Geoparque Lanzarote alternativa sostenible a la luna

Lanzarote,  escalón obligado entre la Tierra y Marte en el desarrollo del Programa  Pangaea-X,  donde astronautas de la Agencia Espacial Europea (ESA),se forman en el área de  geológica y  han corroborado el papel de Lanzarote en un nuevo desafío de la humanidad. La enigmática “isla de los volcanes” es el campo de entrenamiento elegido por la Agencia para retomar, de manera pionera, el bastión experimental que se inició en la época de las primeras misiones Apolo para entrenar a los primeros astronautas que fueron enviados a la Luna, dirigidos por el astrogeólogo Eugene Shoemaker.

Hoy en día, el geólogo y director de la Red Española de Planetología y Astrobiología, Jesús Martínez Frías, experto del equipo de instructores de los astronautas de la ESA en Geoparque de Lanzarote, nos explica que Shoemaker está considerado el padre de la geología planetaria o astrogeología, al ser uno de los primeros fundadores de esta disciplina a principios de los años sesenta del siglo pasado. “Ha tenido que pasar medio siglo, pero la proyección de la actividad humana hacia el espacio parece ser, de nuevo, una realidad; tanto para la Luna como para futuras misiones a Marte, e incluso a asteroides”, expone Martínez Frías.

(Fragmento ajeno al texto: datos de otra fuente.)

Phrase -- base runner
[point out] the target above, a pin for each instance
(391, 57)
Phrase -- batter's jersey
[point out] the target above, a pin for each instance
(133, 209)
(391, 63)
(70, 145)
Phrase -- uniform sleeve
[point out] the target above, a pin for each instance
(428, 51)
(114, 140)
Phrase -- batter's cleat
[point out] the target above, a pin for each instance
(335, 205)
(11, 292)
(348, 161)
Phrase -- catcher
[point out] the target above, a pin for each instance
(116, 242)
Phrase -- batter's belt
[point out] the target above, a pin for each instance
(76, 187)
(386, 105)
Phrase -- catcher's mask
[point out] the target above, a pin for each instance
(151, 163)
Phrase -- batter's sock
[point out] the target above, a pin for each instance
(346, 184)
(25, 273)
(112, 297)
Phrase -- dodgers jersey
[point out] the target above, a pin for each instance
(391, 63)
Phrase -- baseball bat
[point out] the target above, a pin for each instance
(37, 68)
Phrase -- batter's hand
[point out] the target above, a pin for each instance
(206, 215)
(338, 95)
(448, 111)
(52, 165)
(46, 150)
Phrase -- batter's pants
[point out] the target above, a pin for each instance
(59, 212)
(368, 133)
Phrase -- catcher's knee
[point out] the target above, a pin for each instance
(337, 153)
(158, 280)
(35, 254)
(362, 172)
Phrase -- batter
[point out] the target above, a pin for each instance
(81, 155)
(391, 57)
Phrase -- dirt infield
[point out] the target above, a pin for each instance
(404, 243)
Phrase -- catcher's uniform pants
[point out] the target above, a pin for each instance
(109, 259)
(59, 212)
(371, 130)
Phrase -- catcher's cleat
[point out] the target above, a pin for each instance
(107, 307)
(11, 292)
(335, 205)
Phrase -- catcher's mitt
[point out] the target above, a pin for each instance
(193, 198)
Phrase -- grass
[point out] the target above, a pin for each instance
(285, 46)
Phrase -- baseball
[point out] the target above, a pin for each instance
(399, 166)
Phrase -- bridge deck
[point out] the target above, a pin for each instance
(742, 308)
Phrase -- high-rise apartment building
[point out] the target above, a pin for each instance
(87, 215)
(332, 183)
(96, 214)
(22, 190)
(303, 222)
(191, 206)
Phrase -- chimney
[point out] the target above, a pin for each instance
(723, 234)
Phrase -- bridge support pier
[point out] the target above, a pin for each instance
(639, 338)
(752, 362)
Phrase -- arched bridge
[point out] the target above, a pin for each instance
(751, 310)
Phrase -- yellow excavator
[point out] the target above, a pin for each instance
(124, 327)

Relata el científico que se está produciendo un cambio de perspectiva en cuanto a la vida en el universo y a las prioridades en planetología y astrobiología. “Ya no sólo estamos buscando huellas de vida pasada y presente más allá de la Tierra, sino que estamos siendo conscientes, como una realidad actual, que tenemos que ser capaces de desplegar la mejor ciencia, tecnología y comunicación para afrontar este nuevo desafío para la humanidad”.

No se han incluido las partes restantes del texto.